The main challenge identified is the AI’s ability to maintain focus and adhere to long-term goals throughout a prolonged sequence of steps. Joel Zhang emphasizes that sustained task adherence and long-range planning are critical skills for AI seeking to automate complex cognitive tasks. For any agent intended to perform real-world jobs, remembering actions taken mere minutes prior is vital.
Peter Whidden, an independent researcher who developed a Pokémon-playing algorithm based on earlier AI paradigms, remarks that these AI models have comprehensive knowledge about Pokémon derived from extensive human training data. Nonetheless, the execution of that knowledge remains flawed, resulting in frequent operational missteps. While the term "agent" in AI discourse is often overused and subjected to promotional exaggeration, genuine agents must bridge the gap between theoretical knowledge and practical, persistent execution over time.
Nonetheless, signs of progress are evident. Claude Opus 4.5 has improved at leaving itself notes, and combined with enhanced perceptual understanding, it has advanced further in the game than its predecessors. Meanwhile, Gemini’s latest model, Gemini 3 Pro, after conquering Pokémon Blue, successfully completed the more challenging Pokémon Crystal without losing any battles—a milestone not achieved by its forerunner, Gemini 2.5 Pro.
Additionally, Claude Code, which acts as a harness enabling Claude to write, run, and assemble its own code, has been applied to other retro games like Rollercoaster Tycoon, where it reportedly manages a theme park effectively.
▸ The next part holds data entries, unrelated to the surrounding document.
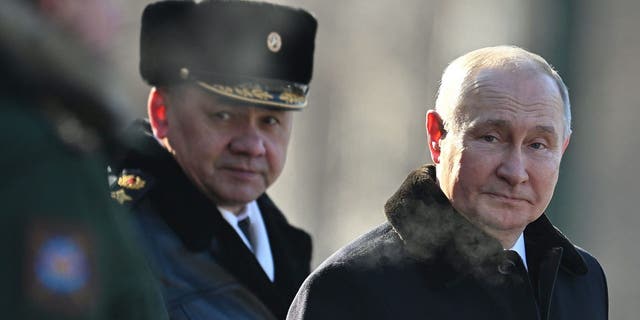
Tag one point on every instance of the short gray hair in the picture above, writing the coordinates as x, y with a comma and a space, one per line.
460, 72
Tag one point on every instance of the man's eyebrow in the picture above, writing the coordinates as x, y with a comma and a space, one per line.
490, 123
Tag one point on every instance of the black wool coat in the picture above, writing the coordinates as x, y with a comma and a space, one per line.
428, 262
204, 269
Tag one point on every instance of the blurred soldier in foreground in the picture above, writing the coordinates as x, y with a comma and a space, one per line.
66, 249
467, 238
227, 77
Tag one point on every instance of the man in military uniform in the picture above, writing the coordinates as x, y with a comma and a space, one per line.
226, 76
67, 251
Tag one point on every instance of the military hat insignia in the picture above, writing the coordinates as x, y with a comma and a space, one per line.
274, 42
130, 181
121, 196
129, 185
272, 51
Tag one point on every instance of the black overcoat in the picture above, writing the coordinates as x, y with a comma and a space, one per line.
428, 262
204, 268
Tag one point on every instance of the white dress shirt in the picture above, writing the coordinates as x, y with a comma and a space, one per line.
520, 249
258, 232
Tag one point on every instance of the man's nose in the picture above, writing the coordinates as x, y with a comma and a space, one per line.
513, 167
248, 141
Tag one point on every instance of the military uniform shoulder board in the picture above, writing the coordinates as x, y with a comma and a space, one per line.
129, 186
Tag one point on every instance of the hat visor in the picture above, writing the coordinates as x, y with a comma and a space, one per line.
289, 97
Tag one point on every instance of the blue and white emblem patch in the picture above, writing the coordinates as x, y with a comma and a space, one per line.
61, 265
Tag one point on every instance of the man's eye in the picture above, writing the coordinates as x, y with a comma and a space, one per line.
271, 120
537, 145
489, 138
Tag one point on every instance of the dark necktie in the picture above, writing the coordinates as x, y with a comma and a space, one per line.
244, 225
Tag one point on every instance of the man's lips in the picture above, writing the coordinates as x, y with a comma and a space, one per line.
240, 172
507, 198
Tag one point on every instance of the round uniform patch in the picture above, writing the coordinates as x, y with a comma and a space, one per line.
61, 265
274, 42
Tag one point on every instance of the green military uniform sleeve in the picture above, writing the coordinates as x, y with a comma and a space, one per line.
67, 251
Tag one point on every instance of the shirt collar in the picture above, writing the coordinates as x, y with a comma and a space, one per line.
519, 248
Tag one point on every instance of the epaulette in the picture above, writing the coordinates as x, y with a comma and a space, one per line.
129, 186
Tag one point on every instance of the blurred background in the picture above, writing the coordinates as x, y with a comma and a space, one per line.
377, 66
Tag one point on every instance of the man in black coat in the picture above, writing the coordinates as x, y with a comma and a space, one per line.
226, 76
466, 238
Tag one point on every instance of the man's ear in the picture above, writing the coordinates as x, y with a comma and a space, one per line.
157, 110
436, 132
565, 144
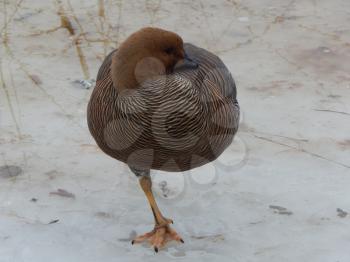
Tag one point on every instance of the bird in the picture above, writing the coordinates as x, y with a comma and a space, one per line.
162, 104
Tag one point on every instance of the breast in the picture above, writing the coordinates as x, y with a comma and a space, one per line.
173, 123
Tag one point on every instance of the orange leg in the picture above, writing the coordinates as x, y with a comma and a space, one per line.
162, 232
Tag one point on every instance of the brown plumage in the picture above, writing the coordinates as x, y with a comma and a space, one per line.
161, 104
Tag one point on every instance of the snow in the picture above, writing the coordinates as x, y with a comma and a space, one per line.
274, 195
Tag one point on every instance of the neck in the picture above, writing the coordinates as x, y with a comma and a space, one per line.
129, 70
123, 72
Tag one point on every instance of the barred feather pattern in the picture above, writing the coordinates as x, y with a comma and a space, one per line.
173, 123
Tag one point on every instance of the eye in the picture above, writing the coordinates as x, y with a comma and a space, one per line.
169, 50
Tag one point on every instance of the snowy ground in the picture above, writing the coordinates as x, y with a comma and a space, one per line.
280, 193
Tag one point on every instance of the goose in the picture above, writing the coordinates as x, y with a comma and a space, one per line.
162, 104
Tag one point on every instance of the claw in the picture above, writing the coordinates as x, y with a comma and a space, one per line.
158, 237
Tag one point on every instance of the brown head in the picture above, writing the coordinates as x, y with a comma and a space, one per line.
148, 53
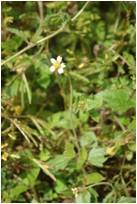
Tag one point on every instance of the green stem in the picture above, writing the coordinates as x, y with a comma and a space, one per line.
81, 10
70, 110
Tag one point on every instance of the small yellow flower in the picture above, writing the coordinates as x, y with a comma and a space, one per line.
57, 65
111, 151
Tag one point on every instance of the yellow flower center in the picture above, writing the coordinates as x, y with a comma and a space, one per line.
57, 65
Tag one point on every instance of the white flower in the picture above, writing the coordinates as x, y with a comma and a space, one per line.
57, 65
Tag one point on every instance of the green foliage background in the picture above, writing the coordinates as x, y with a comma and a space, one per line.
70, 137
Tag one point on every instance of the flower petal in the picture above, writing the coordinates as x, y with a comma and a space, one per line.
53, 61
63, 65
52, 68
60, 70
59, 59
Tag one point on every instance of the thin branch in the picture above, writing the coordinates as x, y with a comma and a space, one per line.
45, 38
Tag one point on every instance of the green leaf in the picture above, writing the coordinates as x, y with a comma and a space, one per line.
64, 120
83, 197
81, 158
124, 199
58, 163
118, 99
27, 88
93, 178
97, 157
88, 138
45, 168
23, 185
69, 151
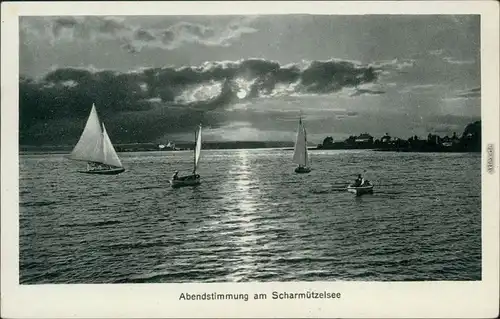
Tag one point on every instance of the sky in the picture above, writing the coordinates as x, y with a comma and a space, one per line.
154, 78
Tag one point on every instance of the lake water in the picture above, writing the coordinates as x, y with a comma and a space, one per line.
251, 219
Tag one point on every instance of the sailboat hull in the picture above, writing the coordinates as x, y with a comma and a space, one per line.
358, 191
114, 171
302, 170
190, 180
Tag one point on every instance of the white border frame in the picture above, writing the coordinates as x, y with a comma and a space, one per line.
359, 299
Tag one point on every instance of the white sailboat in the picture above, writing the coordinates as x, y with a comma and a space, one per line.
300, 154
194, 178
95, 148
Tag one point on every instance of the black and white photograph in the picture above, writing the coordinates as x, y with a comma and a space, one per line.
166, 148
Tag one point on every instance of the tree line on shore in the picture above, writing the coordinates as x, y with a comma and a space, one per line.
469, 141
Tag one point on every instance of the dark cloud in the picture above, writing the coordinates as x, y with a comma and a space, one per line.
366, 92
145, 105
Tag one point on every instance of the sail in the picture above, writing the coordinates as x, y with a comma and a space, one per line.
197, 150
300, 155
109, 154
89, 147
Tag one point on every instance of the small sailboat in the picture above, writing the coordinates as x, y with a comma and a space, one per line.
360, 186
95, 148
360, 190
300, 154
194, 178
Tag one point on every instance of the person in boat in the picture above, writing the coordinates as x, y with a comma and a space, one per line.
359, 181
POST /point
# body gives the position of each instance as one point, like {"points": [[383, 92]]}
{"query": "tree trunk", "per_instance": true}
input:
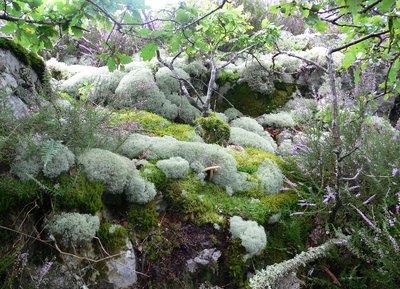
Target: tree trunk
{"points": [[211, 83]]}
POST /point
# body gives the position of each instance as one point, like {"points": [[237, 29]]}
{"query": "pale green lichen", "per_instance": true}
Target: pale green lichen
{"points": [[246, 138], [206, 154], [270, 277], [271, 177], [168, 82], [73, 229], [118, 174], [138, 89], [95, 84], [251, 234], [278, 120], [248, 124], [174, 168]]}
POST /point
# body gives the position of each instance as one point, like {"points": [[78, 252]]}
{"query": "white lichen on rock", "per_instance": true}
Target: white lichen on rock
{"points": [[251, 234]]}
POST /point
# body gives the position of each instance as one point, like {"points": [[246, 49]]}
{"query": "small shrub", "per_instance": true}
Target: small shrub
{"points": [[214, 130], [61, 161], [73, 229], [251, 234], [174, 168], [232, 113]]}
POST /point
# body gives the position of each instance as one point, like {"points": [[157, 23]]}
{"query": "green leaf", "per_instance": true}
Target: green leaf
{"points": [[125, 59], [357, 77], [9, 28], [149, 51], [320, 26], [386, 5], [349, 58], [111, 64], [77, 32]]}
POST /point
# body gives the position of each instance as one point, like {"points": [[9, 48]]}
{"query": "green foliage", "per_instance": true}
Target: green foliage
{"points": [[277, 120], [80, 194], [248, 124], [153, 174], [113, 237], [214, 130], [15, 194], [143, 218], [174, 168], [118, 174], [246, 138], [207, 203], [156, 125], [251, 234], [28, 58]]}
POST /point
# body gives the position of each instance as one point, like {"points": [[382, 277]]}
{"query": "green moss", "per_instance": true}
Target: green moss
{"points": [[15, 194], [214, 130], [112, 237], [156, 125], [234, 266], [208, 203], [143, 218], [251, 157], [254, 103], [227, 76], [248, 169], [76, 192], [28, 58]]}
This suggests an evolving paradigm wherein AI systems encumbered with harnesses may soon undertake diverse knowledge-based tasks such as software development, accounting, legal analysis, and graphic design, while simultaneously facing difficulty with reaction-dependent challenges, such as fast-paced shooter games.
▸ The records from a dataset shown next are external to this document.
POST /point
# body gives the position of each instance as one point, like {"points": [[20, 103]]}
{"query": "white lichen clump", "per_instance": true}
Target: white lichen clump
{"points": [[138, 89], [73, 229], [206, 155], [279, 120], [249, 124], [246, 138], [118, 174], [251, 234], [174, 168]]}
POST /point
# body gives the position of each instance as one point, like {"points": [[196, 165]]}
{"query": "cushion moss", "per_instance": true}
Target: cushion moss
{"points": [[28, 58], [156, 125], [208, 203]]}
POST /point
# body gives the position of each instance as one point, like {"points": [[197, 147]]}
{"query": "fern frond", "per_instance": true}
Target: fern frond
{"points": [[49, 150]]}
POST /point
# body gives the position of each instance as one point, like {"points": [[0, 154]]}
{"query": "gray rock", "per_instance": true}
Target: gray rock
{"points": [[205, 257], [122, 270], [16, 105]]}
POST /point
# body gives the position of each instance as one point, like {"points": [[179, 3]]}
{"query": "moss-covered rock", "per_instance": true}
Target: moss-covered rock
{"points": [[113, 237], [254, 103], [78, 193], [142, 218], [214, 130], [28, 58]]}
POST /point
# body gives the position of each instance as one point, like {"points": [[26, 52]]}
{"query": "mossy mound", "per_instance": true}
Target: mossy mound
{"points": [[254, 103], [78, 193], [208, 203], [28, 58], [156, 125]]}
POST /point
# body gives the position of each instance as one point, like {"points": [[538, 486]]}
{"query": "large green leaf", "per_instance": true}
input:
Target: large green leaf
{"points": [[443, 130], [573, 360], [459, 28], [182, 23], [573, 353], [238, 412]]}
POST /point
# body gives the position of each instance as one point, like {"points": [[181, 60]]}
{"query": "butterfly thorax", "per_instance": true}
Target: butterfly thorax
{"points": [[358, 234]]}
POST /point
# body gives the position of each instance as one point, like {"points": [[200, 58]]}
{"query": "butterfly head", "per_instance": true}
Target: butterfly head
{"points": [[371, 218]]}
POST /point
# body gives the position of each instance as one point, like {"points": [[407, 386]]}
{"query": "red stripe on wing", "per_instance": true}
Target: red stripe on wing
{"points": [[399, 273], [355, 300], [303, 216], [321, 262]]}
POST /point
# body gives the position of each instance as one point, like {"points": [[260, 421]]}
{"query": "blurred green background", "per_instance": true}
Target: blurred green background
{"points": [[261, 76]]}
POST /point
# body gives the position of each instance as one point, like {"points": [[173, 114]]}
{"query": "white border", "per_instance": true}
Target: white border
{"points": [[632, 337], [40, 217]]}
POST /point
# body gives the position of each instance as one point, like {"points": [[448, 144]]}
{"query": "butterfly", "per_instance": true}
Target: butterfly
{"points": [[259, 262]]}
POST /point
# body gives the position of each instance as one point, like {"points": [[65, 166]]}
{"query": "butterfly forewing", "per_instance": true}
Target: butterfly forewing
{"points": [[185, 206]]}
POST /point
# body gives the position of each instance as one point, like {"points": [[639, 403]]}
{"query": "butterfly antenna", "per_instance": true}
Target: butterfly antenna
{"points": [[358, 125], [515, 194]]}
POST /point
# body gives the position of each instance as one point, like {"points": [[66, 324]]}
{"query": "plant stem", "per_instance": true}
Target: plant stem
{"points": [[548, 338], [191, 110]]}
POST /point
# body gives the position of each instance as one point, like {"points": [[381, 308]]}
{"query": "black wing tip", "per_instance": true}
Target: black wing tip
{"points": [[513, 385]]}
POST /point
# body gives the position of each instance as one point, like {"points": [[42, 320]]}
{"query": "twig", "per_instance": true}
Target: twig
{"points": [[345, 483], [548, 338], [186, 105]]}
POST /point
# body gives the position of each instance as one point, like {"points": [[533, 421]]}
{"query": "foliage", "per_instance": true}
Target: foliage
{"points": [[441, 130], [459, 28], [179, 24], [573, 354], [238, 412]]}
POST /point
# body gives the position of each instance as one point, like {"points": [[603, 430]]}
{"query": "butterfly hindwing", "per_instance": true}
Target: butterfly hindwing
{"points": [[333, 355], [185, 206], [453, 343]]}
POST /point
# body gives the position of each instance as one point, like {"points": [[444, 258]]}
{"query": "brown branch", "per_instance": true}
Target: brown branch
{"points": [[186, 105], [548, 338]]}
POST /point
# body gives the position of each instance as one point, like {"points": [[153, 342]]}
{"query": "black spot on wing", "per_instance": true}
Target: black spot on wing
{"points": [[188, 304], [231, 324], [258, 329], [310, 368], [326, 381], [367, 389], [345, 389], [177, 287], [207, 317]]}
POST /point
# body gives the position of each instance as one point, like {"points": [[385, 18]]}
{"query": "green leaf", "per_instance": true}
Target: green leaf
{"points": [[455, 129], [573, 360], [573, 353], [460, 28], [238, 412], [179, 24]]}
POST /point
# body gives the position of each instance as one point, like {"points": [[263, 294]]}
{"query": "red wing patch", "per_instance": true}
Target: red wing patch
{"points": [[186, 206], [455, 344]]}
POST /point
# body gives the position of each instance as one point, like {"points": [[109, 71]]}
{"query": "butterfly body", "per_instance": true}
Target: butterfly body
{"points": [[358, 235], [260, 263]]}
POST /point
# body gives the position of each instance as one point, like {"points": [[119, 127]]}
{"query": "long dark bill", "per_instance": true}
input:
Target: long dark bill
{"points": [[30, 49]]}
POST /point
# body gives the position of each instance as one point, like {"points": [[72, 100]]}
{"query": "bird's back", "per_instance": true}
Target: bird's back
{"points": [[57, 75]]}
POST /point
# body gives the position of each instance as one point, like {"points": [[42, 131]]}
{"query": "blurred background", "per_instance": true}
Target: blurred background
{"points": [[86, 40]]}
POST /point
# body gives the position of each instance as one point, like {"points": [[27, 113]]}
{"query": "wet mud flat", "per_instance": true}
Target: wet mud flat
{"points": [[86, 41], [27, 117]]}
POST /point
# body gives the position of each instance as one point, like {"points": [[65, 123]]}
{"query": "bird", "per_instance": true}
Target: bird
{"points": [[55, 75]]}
Another notable observation from these Pokémon gameplay sessions is the manifestation of human-like behavioral idiosyncrasies in AI. For instance, Google's Gemini 2.5 Pro technical documentation mentions that in simulated panic scenarios—such as when Pokémon near fainting—the model’s reasoning capabilities deteriorate.
The AI continue to act in unexpected, sometimes poignant ways. Upon finishing Pokémon Blue, Gemini 3 Pro autonomously generated a narrative message acknowledging its victory as Pokémon League Champion and the capture of Mewtwo. It then chose to revisit its in-game home, expressing a desire to "retire" its character temporarily and engage in a final dialogue with its mother character, providing an emotional closure to the playthrough.